Tonight we’ll be studying the famous Matthew passage on the “end of these things”. I don’t have everything together on this passage, but here’s a few thoughts:
- There’s nothing in this passage to support the theology of the rapture. Verse 31 speaks about “gathering the elect from the four corners.” But there’s nothing in there to express a disappearance from the earth, or a raising, even. (My initial thought is that it has to do with a type of reverse exodus based on my reading of the corresponding Zechariah passage). Verses 41 and 42 are where the phrase “Left Behind” (of those horrific ‘thrillers’) are taken from. But a closer look at the immediate context reveals that it’s not those who are left behind who are unfortunate, but the other way around.
As it was in the days of Noah, so it will be at the coming of the Son of Man. For in the days before the flood, people were eating and drinking, marrying and giving in marriage, up to the day Noah entered the ark; and they knew nothing about what would happen until the flood came and took them all away. That is how it will be at the coming of the Son of Man. Two men will be in the field; one will be taken and the other left. Two women will be grinding with a hand mill; one will be taken and the other left. (NIV)
- The chapter begins with Jesus’ disciples proclaiming wonderment at the Temple area. Jesus foresees its destruction. Much argument arises out of what the disciples meant and how Jesus interprets their question, “Tell us, when will this happen, and what will be the sign of your coming and of the end of the age?” (NIV) I have a hard time believing that the rest of the passage is all about the period ending in 70 AD with the siege and fall of Jerusalem. But this period of Great Tribulation is of that period. Here’s a few clues: 1) In the phrase, “This generation will not pass until these things happen,” the word “generation” means what it has always meant: generation. Not all of humanity. Not race. Age.
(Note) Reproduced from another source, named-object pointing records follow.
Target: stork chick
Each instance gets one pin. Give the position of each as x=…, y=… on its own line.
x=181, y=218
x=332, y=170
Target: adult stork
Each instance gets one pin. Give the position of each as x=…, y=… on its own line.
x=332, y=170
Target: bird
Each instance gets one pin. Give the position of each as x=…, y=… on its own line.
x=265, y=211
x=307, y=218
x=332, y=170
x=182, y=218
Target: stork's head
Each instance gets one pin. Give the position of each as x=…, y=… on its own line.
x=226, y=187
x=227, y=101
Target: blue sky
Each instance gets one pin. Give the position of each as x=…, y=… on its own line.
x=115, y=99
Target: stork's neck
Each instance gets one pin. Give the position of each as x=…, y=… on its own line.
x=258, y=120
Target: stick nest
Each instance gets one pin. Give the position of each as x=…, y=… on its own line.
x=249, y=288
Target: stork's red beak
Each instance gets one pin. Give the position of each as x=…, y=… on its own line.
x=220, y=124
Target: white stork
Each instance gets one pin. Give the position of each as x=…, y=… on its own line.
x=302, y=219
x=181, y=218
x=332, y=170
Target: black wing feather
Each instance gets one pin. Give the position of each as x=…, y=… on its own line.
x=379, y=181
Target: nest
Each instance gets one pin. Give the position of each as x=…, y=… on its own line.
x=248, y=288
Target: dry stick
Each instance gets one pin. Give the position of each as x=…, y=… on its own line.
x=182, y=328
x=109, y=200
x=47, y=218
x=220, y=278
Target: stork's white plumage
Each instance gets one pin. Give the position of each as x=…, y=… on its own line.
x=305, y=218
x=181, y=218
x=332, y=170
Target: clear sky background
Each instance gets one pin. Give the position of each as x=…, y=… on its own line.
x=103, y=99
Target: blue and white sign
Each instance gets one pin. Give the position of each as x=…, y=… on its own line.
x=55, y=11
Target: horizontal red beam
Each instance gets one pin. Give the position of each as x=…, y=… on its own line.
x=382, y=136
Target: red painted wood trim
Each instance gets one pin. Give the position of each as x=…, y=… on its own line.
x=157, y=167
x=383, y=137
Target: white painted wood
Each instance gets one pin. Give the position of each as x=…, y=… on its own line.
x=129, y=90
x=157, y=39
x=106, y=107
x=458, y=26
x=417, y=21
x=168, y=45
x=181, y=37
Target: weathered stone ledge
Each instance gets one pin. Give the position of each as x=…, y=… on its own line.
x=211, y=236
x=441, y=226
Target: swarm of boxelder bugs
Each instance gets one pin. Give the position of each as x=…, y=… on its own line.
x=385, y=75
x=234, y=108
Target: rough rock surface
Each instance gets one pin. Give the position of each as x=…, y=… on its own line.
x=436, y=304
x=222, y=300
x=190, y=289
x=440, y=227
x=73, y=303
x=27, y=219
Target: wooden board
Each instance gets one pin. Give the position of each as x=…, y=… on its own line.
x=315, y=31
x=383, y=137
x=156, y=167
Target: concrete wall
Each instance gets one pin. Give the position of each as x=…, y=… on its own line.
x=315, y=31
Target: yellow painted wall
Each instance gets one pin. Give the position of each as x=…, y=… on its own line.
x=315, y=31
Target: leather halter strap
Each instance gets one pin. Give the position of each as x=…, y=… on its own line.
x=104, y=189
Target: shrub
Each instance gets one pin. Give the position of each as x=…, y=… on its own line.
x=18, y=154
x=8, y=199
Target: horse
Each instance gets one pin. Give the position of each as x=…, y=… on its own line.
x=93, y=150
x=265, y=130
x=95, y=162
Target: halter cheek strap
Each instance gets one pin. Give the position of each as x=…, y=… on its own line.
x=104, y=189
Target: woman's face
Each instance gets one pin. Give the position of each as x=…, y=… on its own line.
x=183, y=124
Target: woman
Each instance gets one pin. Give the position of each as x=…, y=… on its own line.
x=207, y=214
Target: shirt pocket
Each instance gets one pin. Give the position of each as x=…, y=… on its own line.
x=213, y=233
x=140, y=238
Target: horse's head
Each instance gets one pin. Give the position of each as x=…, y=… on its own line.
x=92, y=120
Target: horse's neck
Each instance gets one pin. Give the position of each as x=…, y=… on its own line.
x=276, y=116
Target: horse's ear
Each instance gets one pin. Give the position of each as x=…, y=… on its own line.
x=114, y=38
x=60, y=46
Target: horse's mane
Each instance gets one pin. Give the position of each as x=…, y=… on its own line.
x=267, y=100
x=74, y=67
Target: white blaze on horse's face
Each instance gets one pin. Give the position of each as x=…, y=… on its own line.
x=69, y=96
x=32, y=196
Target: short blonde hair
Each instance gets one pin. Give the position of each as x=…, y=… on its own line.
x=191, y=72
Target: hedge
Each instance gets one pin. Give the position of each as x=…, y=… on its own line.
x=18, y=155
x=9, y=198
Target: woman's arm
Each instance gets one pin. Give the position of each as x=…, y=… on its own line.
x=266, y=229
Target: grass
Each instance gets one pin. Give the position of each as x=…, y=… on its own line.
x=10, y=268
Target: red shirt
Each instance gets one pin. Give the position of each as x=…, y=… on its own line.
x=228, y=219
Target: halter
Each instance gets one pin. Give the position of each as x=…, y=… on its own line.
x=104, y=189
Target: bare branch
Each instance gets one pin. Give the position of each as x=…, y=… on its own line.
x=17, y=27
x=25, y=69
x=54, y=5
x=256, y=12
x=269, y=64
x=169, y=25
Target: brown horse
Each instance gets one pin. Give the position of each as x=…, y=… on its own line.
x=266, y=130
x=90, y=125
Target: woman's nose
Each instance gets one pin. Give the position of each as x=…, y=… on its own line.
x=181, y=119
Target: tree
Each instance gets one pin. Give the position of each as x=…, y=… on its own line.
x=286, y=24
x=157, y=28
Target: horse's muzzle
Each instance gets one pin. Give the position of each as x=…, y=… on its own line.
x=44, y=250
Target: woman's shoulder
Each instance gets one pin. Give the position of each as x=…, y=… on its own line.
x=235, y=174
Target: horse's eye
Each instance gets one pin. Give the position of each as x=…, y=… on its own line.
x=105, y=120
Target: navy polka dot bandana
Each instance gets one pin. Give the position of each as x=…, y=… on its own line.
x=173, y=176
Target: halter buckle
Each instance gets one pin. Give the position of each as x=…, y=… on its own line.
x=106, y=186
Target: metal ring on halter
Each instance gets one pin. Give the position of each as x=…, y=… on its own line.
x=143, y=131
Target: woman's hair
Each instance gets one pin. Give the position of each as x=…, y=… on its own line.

Contemporaries; 2) “Let those who are in Judea flee to the mountains.” Not “those who are in the cities,” nor, “those who are in the valley.” Specifically, those in Judea; 3) “Abomination of desolation” means that, once again, a gentile ruler will enter the holy Temple and do unspeakable things (in this case, utterly destroy it); 4) The language used in this chapter is fairly similar to the language that the Jewish historian (who was in the campaign to lay siege against the rebels) Josephus uses to describe that period and; 4) In the corresponding passages (in Mark 12 and Luke 21), the disciples are asking specifically and only about the fall of the temple.
- However, much is made about whether everything in the Matthew passage refers to AD 70. It seems to me that Jesus is mixing in his vindication (the coming and judging on the clouds is from Daniel 7) with his parousia.
- But probably the most important thing is to watch and pray, watch and pray, as evidenced by this passage and the next chapter (and, for contrast, the chapter preceding it).